Introducing the flavanone compound to carry out copolymerization reaction with polyethylene glycol, and carrying out reaction between 4-position hydroxyl on a molecular chain of the flavanone compound and hydrogen on a molecular chain of the polyethylene glycol to obtain modified polyethylene glycol with antibacterial property, wherein pentenyl substitutes on the molecular chain of the flavanone compound have stronger antibacterial and bactericidal capabilities.
The heating energy provides power for the copolymerization reaction to promote the reaction to occur, and the heating, the heat preservation for a period of time and the stirring at a certain stirring speed are carried out to ensure that the reaction is fully carried out, so as to obtain the polyethylene glycol with better antibacterial property.
Preferably, the concentration of diethyl ether is 95 ~ 98% by volume.
In order to ensure that the modified polyethylene glycol in the mixed solution can be fully precipitated and separated out, the component purity of the modified polyethylene glycol is ensured.

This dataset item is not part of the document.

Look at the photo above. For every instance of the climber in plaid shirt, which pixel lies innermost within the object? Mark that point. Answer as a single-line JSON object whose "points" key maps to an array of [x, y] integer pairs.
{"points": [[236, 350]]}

Therefore, the invention has the following beneficial effects:
(1) the nano-composite material has a larger topological branched chain structure, stronger drug carrying capacity, stronger photo-thermal performance and photo-thermal conversion rate;
(2) the antibacterial agent has stronger antibacterial capacity, and the obtained product has better thermal stability and stronger biocompatibility;
(3) the ultra-small, controllable and stable nanostructure is beneficial to deep penetration of tumor tissues and effective metabolism from the body, can penetrate deeper tissues and reduce the secondary damage to organisms caused by drug dosage and laser radiation.
Drawings
FIG. 1 is a graph showing cytotoxicity data of PDI-NPs of various concentrations according to the present invention (the left side of the graph represents 10% PDI-NP, the middle represents 5% PDI-NP, and the right side represents Control).
FIG. 2 is a graph showing the effect of photothermal therapy at the cellular level of PDI-NP at various concentrations according to the present invention.
Detailed Description
The invention is further described with reference to specific embodiments.